Annette Kelm | Kleine Geschichte(n) der Fotografie #2
SPRENGEL MUSEUM HANNOVER | 19.2.–24.5.2020
KLEINE GESCHICHTE(N) DER FOTOGRAFIE, #2
EINE AUSSTELLUNG IN MEHREREN KAPITELN

19.2.20 BIS 24.5.20
SPRENGEL MUSEUM HANNOVER

Die künstlerische Form der Fotografie ist erst seit den 1990er-Jahren in den internationalen Museen und den Ausstellungshäusern angekommen. Im Blick zurück scheint in dieser Entwicklung der mittlerweile legendäre Essay „Kleine Geschichte der Photographie“ (1931) von Walter Benjamin eine erste Orientierung innerhalb der Vielfalt fotografischer Positionen zu bieten.
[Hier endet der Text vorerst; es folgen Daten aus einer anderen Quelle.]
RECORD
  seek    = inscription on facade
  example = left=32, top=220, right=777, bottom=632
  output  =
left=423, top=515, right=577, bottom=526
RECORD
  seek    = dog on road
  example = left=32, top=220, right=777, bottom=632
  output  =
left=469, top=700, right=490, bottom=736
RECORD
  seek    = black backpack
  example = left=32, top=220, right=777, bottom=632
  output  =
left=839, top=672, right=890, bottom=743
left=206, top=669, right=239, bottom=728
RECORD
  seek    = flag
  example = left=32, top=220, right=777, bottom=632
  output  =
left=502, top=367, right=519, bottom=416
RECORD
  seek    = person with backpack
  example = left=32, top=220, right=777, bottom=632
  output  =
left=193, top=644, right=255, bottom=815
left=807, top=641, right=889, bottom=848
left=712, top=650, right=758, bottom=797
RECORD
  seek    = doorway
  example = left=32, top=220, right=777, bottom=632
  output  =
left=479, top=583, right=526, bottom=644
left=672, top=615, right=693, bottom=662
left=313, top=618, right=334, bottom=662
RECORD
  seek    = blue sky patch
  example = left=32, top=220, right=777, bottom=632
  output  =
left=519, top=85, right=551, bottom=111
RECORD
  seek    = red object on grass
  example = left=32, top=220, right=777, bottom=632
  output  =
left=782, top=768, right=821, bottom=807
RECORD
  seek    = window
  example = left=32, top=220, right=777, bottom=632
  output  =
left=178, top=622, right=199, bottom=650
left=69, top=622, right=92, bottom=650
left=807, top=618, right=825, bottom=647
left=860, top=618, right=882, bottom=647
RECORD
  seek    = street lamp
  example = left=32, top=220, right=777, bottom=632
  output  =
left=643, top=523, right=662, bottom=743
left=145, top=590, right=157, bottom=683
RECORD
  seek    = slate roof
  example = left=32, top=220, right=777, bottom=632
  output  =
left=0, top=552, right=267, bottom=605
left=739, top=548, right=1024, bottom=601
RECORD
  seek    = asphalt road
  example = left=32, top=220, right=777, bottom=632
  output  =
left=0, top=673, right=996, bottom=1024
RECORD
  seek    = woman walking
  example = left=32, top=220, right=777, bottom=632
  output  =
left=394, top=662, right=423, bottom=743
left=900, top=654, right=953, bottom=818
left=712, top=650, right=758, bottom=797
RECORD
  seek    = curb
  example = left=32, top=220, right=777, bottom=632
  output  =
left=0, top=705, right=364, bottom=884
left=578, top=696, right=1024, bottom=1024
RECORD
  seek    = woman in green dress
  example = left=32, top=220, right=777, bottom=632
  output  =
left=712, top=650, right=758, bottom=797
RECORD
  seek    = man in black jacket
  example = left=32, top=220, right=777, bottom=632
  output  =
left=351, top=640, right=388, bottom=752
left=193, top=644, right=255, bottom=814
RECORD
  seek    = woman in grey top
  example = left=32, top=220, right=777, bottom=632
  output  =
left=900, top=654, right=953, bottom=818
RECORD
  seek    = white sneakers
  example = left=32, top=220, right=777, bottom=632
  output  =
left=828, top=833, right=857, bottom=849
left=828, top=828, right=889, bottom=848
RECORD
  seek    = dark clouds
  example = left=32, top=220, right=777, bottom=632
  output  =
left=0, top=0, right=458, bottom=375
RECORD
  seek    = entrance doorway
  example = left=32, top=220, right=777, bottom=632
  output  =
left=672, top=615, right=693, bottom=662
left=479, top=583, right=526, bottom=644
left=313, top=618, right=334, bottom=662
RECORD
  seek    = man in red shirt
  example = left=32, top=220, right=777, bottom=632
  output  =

Benjamin kommt in seinem Aufsatz auf wichtige Kategorien und Positionen der frühen modernen Fotografie zu sprechen. Die auf mehrere Teile projektierte Ausstellungsreihe des Sprengel Museum Hannover stellt entscheidende Motive in der neueren Geschichte der Fotografie im Kontext der Kunst vor. In der Ausstellung geht es um eine quantitativ reduzierte, dafür aber inhaltlich konzentrierte Gegenüberstellung von Fotografien, die zusammengenommen ein Glossar zentraler Begriffe der Fotografie-Geschichte vor Augen führen. Klassische Themen des Mediums wie „Farbe“ oder „Serie“ spielen eine Rolle, aber auch Begriffe wie „Leerstellen“ oder „Installative Fotografie“. Mit Arbeiten von u. a. John Baldessari, Thomas Demand, William Eggleston, Annette Kelm, Jan Groover, Barbara Probst, Shirana Shahbazi, Hiroshi Sugimoto.